16 January 2012

Dewi Lestari

Penyihir yang dapat dengan mudahnya mengutuk kata-kata menjadi paragraf yang hidup dan ajaib. Setiap membuka halaman baru, seperti masuk ke dalam kehidupan buku itu. Selalu baru dan tidak terprediksi. Ia menghantar kita pada sesuatu yang misteri dengan sastra yang indah dan anggun. Kekuatan misteri itu dan penghidupan tulisannya membuat kita membaca paragraf per paragraf seperti berganti kalimat saja, halaman per halaman seperti hanya berganti paragraf. Bahasa yang sederhana untuk anak remaja, tetapi menuntut pengertian. Sederhana bukan berarti ga ngena bagi kalangan pembaca.

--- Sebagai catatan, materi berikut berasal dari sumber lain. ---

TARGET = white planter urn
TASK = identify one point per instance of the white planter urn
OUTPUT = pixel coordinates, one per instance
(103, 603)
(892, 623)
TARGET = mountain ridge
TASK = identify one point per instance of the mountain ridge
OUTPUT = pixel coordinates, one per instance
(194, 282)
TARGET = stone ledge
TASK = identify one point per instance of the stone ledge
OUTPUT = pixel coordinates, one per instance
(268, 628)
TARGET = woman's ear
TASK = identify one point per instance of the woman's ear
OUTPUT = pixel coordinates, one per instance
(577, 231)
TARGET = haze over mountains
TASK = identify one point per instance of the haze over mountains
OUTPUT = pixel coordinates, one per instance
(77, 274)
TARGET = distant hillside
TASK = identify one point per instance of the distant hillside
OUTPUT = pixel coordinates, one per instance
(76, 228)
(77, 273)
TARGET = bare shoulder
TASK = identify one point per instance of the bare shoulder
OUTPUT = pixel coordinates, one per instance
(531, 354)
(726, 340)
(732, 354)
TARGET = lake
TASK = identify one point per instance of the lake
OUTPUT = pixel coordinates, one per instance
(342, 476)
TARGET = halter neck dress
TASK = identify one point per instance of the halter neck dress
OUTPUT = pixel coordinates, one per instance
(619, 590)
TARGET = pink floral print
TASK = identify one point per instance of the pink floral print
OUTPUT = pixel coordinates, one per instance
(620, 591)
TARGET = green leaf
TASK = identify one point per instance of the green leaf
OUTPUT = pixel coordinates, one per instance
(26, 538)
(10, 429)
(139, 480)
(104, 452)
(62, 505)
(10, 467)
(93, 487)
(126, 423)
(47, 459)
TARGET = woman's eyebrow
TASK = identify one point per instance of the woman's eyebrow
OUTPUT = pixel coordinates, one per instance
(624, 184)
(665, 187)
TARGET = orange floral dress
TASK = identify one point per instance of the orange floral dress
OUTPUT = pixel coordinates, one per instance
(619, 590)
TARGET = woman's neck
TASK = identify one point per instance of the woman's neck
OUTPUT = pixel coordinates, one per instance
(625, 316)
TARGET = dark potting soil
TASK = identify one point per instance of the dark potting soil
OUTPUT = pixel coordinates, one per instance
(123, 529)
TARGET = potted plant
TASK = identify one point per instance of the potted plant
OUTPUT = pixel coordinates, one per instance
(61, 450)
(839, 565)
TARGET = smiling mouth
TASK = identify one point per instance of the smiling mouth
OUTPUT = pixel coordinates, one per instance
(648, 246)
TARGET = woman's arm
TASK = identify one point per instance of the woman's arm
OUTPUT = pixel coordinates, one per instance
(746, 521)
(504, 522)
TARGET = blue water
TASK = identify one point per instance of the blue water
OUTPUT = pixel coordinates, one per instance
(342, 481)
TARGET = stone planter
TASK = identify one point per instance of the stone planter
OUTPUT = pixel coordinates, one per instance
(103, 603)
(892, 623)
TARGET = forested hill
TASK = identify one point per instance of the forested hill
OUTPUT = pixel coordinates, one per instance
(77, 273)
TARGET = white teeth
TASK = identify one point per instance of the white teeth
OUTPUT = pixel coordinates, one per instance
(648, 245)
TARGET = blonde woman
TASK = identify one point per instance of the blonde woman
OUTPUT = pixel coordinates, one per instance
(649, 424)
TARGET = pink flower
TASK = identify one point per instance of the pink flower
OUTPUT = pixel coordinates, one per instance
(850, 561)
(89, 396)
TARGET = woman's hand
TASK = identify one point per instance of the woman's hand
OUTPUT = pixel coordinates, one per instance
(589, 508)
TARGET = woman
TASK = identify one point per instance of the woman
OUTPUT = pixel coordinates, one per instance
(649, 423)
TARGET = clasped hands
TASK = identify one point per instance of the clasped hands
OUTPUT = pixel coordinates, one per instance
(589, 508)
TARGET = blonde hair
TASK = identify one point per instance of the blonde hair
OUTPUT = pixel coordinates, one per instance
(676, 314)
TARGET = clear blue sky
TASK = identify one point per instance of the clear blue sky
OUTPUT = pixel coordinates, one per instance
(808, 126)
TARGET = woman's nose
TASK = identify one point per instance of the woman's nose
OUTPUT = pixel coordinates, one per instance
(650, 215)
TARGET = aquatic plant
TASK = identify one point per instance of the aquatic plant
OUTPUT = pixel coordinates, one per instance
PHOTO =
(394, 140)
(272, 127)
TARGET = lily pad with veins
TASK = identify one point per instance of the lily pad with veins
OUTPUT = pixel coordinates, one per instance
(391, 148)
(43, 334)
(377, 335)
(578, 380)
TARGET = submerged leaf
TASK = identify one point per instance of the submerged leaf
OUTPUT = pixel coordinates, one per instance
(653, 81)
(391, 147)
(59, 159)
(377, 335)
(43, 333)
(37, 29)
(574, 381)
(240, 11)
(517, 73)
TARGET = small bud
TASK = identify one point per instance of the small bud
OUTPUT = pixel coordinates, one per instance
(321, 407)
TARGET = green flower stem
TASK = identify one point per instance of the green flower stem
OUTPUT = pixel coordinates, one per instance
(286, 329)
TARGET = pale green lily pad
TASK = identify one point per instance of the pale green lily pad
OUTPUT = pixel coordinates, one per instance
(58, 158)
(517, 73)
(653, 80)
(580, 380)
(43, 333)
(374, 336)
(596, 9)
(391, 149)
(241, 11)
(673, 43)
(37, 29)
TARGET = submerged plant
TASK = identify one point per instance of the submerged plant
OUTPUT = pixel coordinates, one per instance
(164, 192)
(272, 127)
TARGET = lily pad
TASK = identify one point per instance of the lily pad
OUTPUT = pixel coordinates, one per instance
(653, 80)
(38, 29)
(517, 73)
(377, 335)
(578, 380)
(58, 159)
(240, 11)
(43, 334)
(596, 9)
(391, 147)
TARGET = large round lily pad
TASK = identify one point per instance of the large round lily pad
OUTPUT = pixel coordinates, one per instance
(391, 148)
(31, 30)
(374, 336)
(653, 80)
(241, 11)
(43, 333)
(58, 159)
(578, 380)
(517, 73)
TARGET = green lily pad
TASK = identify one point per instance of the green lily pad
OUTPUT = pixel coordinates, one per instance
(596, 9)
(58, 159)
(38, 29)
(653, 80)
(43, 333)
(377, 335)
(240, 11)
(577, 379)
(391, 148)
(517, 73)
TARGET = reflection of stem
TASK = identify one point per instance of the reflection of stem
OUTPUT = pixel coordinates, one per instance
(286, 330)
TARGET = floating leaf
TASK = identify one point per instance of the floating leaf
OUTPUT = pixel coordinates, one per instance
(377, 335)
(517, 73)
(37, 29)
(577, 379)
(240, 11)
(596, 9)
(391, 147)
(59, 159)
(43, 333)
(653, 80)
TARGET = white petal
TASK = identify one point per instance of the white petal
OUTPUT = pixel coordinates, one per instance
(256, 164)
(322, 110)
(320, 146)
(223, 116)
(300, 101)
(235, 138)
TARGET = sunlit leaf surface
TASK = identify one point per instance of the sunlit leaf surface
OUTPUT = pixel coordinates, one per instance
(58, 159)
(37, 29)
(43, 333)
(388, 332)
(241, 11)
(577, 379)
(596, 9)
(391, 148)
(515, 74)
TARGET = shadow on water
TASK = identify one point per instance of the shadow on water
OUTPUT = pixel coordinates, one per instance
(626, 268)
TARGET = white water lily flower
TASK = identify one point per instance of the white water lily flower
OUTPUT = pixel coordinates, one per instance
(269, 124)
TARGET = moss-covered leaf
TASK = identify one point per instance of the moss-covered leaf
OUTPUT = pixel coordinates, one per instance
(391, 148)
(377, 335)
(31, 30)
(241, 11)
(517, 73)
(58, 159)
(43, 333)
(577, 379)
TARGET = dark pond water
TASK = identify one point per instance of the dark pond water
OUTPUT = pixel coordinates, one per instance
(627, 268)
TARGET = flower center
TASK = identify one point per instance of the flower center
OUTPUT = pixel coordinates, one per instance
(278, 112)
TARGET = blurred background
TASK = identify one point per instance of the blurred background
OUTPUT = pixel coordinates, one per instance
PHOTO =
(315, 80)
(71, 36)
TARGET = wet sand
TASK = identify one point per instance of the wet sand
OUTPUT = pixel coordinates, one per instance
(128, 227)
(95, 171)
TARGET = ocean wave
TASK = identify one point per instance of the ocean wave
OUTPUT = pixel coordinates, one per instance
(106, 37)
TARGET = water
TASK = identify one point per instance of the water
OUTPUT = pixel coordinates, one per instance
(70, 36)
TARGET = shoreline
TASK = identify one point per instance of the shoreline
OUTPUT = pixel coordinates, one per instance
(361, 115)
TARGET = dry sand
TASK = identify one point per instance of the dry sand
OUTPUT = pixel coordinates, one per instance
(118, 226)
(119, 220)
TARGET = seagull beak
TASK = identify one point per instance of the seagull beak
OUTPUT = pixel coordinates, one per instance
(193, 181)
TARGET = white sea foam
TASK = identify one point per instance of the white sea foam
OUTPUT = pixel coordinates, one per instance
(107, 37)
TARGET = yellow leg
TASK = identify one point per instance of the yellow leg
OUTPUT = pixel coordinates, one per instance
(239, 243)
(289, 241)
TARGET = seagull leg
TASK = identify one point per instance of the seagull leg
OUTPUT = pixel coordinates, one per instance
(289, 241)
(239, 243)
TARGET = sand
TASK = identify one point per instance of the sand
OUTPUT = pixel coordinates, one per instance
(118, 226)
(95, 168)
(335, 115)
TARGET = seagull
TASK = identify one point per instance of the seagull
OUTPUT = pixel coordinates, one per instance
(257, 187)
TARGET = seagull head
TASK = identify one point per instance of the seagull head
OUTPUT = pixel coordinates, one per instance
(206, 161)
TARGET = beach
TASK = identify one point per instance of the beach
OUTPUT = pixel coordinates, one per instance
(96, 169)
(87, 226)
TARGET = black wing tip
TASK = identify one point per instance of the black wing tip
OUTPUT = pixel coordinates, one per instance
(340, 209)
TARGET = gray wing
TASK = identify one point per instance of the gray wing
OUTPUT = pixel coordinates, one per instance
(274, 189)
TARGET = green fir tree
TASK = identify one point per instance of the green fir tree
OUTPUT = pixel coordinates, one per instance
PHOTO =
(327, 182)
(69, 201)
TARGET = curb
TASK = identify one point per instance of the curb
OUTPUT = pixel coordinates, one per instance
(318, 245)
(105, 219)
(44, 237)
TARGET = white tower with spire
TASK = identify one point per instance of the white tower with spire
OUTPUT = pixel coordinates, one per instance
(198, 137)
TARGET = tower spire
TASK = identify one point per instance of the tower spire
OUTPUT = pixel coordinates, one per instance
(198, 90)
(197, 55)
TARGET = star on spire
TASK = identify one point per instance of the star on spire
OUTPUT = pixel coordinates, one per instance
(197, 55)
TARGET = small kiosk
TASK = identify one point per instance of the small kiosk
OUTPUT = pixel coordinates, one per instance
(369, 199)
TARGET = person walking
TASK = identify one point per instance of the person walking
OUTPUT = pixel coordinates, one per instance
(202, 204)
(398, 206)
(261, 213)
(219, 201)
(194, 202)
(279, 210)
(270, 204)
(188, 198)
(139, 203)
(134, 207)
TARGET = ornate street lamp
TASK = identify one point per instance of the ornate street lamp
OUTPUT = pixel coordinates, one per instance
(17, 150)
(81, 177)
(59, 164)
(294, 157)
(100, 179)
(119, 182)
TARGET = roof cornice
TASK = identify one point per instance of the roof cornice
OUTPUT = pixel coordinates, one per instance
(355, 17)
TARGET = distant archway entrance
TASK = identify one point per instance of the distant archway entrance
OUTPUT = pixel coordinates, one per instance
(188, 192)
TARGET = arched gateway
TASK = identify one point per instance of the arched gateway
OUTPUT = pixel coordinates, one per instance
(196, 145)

Gue sangat kagum sama dia setelah baca 2 bukunya yang berjudul Madre, lalu buku keduanya yang gue baca adalah Filosofi Kopi.

Kumpulan cerpen berjudul Madre itu diambil dari judul cerita utamanya, cerpen yang paling gue suka. Sayang itu cuman cerpen bukan novel. Rasanya itu pertama kali gue baca tanpa bosen membuka halaman-halaman berikutnya. Kata-katanya sangat pas. Madre di dalam cerita itu biang adonan roti yang udah puluhan tahun. Mbak dewi ini bisa mendeskripsikan harumnya roti itu sampai-sampai membuat kita ngiler ingin mencicipi roti itu, membuat kita kembali lapar walaupun sudah makan kenyang. Bagaimana ia menceritakan fisik luar roti dan kelembutan serta kerenyahan sebuah roti dengan menawan dan menggoda nafsu, sangat berseni. Namun, jujur untuk cerpen yang lain agak bingung buat gue. Tetapi overall, gue adore sama dia!

Di dalam buku Filosofi Kopi ada beberapa prosa yang gue suka, Salju Gurun dan Kuda Liar. Sama kaya pas baca Madre, ga semua bagian cerita yang dia karang gue mengerti. Namun, ada juga yang bikin gue sadar akan sesuatu.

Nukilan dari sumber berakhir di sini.